Poor correlation between biomarkers and MRI-detected joint damage in a cross-sectional study of persons with nonsevere hemophilia A (DYNAMO study).

机构信息

Amsterdam UMC, University of Amsterdam, Emma Children's Hospital, Pediatric Hematology, Amsterdam, the Netherlands.

Immunoscience, Nordic Bioscience, Biomarkers and Research, Herlev, Denmark.

出版信息

J Thromb Haemost. 2023 Jul;21(7):1813-1823. doi: 10.1016/j.jtha.2023.03.030. Epub 2023 Apr 3.

DOI:10.1016/j.jtha.2023.03.030
PMID:37019364
Abstract

BACKGROUND

Persons with nonsevere hemophilia A (NSHA) experience less frequent joint bleeding than persons with severe hemophilia A, but may still develop joint damage. Biomarkers of cartilage and synovial remodeling can reflect ongoing pathologic processes that may precede or coincide with damage on joint imaging. If so, biomarkers may be an important diagnostic tool for joint damage in NSHA.

OBJECTIVE

To assess the correlation between biomarkers and MRI-detected joint damage in persons with NSHA.

METHODS

In a cross-sectional study, men with NSHA (factor VIII [FVIII], 2-35 IU/dL) were included. Participants underwent magnetic resonance imaging of elbows, knees, and ankles and blood and urine sampling for biomarker analysis on a single visit. The following biomarker(s) were analyzed in urine: CTX-II or serum: cartilage oligomeric matrix protein, chondroitin sulfate 846, vascular cell adhesion molecule 1, osteopontin (OPN), neo-epitope of MMP -mediated degradation of type II collagen, N-terminal propeptide of type II collagen, collagen type IV M, and propetide of type IV collagen.
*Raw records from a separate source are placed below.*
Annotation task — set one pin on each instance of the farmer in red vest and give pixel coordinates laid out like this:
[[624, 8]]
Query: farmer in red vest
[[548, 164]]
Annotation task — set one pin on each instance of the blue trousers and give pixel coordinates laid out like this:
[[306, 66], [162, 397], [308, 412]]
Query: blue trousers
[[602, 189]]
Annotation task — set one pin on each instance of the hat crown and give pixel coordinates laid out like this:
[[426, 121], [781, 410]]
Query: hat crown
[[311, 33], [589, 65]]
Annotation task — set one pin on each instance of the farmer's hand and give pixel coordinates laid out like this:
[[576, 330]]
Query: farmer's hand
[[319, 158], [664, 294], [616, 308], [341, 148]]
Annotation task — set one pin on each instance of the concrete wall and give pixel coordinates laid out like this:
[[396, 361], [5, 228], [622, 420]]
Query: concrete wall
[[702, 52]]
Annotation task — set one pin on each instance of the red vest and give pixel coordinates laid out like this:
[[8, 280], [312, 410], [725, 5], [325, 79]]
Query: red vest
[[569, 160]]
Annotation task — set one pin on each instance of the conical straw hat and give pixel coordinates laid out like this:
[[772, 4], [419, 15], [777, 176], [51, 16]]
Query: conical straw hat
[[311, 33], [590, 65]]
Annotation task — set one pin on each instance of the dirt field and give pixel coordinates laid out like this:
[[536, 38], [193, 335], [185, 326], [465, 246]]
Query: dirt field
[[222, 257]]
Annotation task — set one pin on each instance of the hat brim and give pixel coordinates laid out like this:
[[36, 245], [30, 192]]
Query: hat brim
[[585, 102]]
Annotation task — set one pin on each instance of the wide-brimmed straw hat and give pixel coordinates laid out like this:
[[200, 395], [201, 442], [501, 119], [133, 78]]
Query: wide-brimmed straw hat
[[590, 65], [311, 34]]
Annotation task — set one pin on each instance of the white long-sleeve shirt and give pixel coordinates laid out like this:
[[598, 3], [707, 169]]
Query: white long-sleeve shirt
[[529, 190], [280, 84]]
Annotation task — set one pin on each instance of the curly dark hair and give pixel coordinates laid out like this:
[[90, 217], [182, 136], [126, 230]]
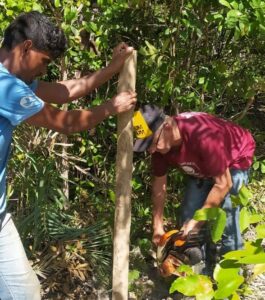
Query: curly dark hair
[[38, 28]]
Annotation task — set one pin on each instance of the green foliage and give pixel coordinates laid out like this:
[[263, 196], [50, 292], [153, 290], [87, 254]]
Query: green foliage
[[199, 286], [217, 218], [201, 56]]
Spearman's rank correlations were calculated between these biomarkers and the total International Prophylaxis Study group (IPSG) score, soft-tissue subscore, and osteochondral subscore.

RESULTS

In total, 48 persons with NSHA were included. Median age was 43 years (range, 24-55 years) and median FVIII was 10 IU/dL (IQR, 4-16 IU/dL). The median IPSG score was 4 (IQR, 2-9). Median IPSG soft-tissue subscores were 3 (IQR, 2-4) and osteochondral subscores were 0 (IQR, 0-4). No strong correlations were found between the studied biomarkers, total IPSG score, subsequent soft-tissue, and osteochondral subscores.

CONCLUSIONS

In this study, selected biomarkers indicative of different aspects of hemophilic arthropathy showed no consistent correlation with IPSG scores. This suggests that systemically measured biomarkers are currently not suitable for identifying milder joint damage in NSHA, as observed on magnetic resonance imaging.

摘要

背景

非重度血友病 A(NSHA)患者的关节出血频率低于重度血友病 A 患者,但仍可能发生关节损伤。软骨和滑膜重塑的生物标志物可以反映可能先于或与关节影像学损伤同时发生的持续病理过程。如果是这样,生物标志物可能是 NSHA 关节损伤的重要诊断工具。

目的

评估 NSHA 患者的生物标志物与 MRI 检测到的关节损伤之间的相关性。

方法

在一项横断面研究中,纳入了 NSHA 男性(FVIII,2-35IU/dL)。参与者在单次就诊时接受肘部、膝盖和脚踝的磁共振成像和血液及尿液采样,用于生物标志物分析。尿液中分析了以下生物标志物之一:CTX-II 或血清:软骨寡聚基质蛋白、硫酸软骨素 846、血管细胞黏附分子 1、骨桥蛋白(OPN)、MMP 介导的 II 型胶原降解的新表位、II 型胶原 N 端前肽、IV 型胶原 M 和 IV 型胶原前肽。计算这些生物标志物与国际预防研究组(IPSG)总评分、软组织亚评分和骨软骨亚评分之间的 Spearman 秩相关。

结果

共纳入 48 名 NSHA 患者。中位年龄为 43 岁(范围,24-55 岁),中位 FVIII 为 10IU/dL(IQR,4-16IU/dL)。中位 IPSG 评分为 4(IQR,2-9)。中位数 IPSG 软组织亚评分 3(IQR,2-4)和骨软骨亚评分 0(IQR,0-4)。研究生物标志物与 IPSG 总分、随后的软组织和骨软骨亚评分之间未发现强相关性。

结论

在这项研究中,不同方面血友病性关节病的选定生物标志物与 IPSG 评分无一致相关性。这表明,系统测量的生物标志物目前不适合识别 MRI 观察到的 NSHA 较轻的关节损伤。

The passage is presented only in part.